Similarly, you should try to develop a good understanding of complex terminology within the fields you are aiming for. By joining a degree program with some background in these areas, you will have better chances of success.
You should also consider reading up literature on technical writing. Kieran Morgan’s “Technical Writing Process” is a great place to start and grow.
Don’t think of waiting for your first technical writing assignment to build your portfolio. Rather, you should practice this style by creating new documents for existing projects or programs.
Also, remember that most technical writers select a focus area for their work, which is known as their niche.
The more well-defined your niche is, the clearer your ideal employer or client will be.
You also need to stay up to date on your industry’s trends and latest developments to supplement your knowledge of the field. Staying current on new medical advances, scientific research, software, and technology is imperative for planning and writing your project materials. If you decide to join a professional association, you can use the resources the network provides to stay updated with the latest news for the field you specialize in.
Life of a Technical Writer
Since you have patiently read this article so far, this question must’ve certainly popped up in your mind. After becoming a technical writer, some people tend to get a feeling that it isn’t quite as exciting as they had anticipated. Considering the fact that many new technical writers happen to be onetime journalists working in tech, this is quite understandable. After all, journalism is one of the most dynamic and action-filled professions out there.

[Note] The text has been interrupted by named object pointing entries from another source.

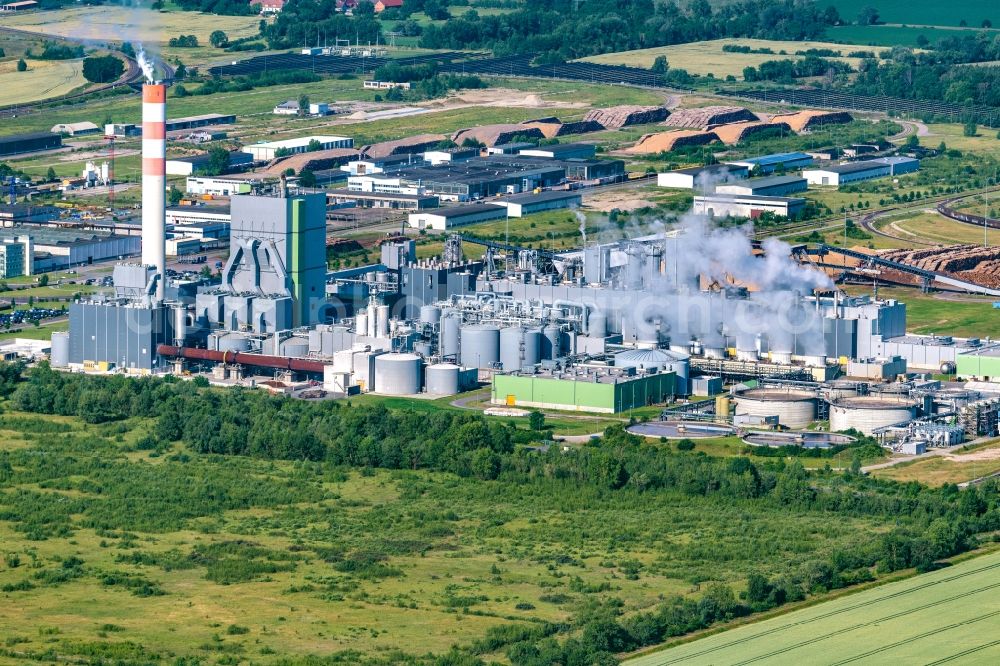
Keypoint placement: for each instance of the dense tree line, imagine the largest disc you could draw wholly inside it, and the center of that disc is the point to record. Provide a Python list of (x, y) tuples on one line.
[(923, 525)]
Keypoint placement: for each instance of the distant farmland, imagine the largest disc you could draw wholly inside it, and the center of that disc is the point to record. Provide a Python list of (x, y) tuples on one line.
[(923, 12), (948, 616)]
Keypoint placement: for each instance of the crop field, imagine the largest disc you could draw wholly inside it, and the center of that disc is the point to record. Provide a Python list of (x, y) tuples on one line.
[(949, 615), (958, 315), (708, 57), (163, 553), (923, 12), (129, 24), (44, 78)]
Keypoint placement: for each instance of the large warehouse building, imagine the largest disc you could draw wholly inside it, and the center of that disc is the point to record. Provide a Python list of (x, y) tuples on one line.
[(851, 172), (584, 389), (772, 186), (16, 144), (747, 205)]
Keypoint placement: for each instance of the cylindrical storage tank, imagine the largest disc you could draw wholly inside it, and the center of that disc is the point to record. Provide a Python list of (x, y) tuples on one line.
[(442, 379), (233, 342), (722, 407), (794, 409), (397, 374), (867, 413), (180, 325), (59, 354), (295, 347), (372, 320), (382, 321), (551, 348), (839, 389), (480, 346), (430, 314), (449, 334), (597, 325), (781, 357)]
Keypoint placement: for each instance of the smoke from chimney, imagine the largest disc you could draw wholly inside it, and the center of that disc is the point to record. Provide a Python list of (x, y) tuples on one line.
[(154, 179)]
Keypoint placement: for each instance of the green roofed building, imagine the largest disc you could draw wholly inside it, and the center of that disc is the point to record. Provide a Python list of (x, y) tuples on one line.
[(584, 389), (982, 363)]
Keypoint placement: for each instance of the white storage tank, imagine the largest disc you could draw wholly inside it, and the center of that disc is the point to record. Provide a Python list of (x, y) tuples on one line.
[(59, 355), (519, 348), (397, 374), (430, 314), (480, 346), (448, 341), (233, 342), (870, 412), (551, 347), (443, 379), (794, 409)]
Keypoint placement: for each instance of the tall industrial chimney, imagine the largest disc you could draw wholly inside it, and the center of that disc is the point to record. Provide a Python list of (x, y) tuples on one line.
[(154, 180)]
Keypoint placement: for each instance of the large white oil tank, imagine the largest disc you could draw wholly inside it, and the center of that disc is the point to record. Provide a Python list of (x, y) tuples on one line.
[(480, 345), (519, 347), (794, 409), (448, 342), (443, 379), (59, 355), (869, 412), (234, 342), (296, 346), (397, 374), (551, 347), (430, 314)]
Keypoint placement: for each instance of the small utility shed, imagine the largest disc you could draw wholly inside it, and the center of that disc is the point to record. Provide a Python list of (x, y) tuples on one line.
[(520, 205), (851, 172), (442, 219)]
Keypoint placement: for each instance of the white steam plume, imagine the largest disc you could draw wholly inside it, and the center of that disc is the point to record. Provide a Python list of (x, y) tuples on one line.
[(146, 64)]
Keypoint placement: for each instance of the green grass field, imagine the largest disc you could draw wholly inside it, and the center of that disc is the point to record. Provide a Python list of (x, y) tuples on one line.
[(708, 57), (43, 79), (312, 559), (922, 12), (948, 616)]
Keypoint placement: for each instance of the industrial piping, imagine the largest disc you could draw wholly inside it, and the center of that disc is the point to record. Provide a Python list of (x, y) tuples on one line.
[(154, 180), (241, 358)]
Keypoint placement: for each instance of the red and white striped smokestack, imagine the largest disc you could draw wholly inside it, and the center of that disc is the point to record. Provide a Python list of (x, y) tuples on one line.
[(154, 179)]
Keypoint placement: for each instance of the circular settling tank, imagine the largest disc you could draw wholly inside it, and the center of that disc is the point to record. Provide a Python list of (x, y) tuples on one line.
[(681, 429)]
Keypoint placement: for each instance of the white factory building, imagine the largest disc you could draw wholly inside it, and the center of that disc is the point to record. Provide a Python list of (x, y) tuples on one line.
[(851, 172), (443, 219), (268, 150), (747, 205), (702, 177), (520, 205)]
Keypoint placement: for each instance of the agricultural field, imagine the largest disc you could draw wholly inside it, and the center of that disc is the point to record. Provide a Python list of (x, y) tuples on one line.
[(164, 553), (949, 615), (140, 26), (923, 12), (951, 314), (707, 57), (957, 467), (43, 79)]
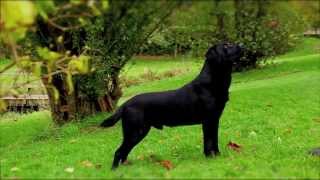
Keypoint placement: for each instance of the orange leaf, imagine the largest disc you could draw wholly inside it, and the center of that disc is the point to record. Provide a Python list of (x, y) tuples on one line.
[(234, 146), (166, 164)]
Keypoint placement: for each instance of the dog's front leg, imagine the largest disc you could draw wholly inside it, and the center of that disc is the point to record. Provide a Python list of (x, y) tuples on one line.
[(210, 138)]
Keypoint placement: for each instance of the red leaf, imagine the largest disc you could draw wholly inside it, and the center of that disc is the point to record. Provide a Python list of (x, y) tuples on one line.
[(234, 146), (166, 164)]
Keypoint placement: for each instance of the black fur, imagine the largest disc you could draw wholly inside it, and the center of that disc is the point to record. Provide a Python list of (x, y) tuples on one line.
[(199, 102)]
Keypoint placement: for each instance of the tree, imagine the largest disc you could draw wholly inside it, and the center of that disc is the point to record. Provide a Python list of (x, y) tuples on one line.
[(109, 37)]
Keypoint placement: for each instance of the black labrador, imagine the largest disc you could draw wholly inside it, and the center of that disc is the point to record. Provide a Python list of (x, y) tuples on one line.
[(199, 102)]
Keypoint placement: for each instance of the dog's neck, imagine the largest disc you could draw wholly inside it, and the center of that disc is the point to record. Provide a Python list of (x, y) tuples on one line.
[(215, 78)]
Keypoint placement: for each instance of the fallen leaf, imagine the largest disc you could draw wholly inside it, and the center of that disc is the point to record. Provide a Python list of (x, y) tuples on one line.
[(234, 146), (269, 105), (166, 164), (69, 169), (86, 163), (140, 157), (126, 162), (316, 119), (98, 166), (72, 141), (252, 134), (14, 169)]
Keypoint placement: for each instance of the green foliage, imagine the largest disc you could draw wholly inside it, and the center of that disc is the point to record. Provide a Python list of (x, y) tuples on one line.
[(260, 116), (266, 28)]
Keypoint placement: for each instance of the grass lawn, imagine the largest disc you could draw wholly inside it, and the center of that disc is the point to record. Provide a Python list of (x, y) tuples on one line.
[(273, 114)]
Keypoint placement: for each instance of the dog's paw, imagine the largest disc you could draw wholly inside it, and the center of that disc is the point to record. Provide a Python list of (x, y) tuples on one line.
[(211, 154)]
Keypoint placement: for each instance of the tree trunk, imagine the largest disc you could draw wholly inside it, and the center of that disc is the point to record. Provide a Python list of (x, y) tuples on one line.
[(220, 15), (72, 106)]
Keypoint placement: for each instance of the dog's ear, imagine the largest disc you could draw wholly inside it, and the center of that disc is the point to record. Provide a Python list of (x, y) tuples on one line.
[(211, 53)]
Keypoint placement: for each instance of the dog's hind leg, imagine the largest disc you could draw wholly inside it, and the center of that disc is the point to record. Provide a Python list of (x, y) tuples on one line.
[(132, 135), (210, 129)]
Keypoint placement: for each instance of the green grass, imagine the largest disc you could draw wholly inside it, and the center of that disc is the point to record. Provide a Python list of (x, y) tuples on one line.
[(273, 113)]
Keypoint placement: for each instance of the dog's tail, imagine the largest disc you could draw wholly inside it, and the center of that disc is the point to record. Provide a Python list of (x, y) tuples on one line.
[(113, 119)]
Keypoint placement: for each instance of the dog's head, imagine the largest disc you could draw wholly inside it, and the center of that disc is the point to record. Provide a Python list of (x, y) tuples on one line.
[(224, 53)]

However, you can be assured that technical writing offers its own unique flavour of satisfaction as well. It may appear to be rather run-of-the-mill upon first look, but that’s a misleading impression.
Your tasks as a technical writer are versatile and you will come across something new every day. For example, you might be updating an SOP to include recently implemented cybersecurity measures on one day, and find yourself contacting an SME to add a new set of questions and answers to an FAQ page the very next day.
As a result, technical writers have the opportunity of becoming lifelong learners. After all, in order to communicate the content effectively, you need to be (or become) well-versed in that particular field. With every new technical document you work on, you will become more and more experienced with that subject. Although the reader doesn’t have to know all the details, you must have a certain level of knowledge to choose just the crucial elements to include.
Technical writing is a highly prized and rewarding skill. Whether you are interested in making a career shift or adding this ability to your present role, it is an excellent title. Admittedly, it lacks some of the buzz that the field of writing in general abounds in. However, it makes up for that by providing a plethora of benefits and opportunities.
You can become proficient at technical writing by following this guide closely to begin planning, reviewing, and writing. Of course, you must always bear in mind that you cannot simply become a good technical writer overnight. Rather, it is a profitable investment into your career and communication skills. With time and effort, you will certainly achieve success in this field.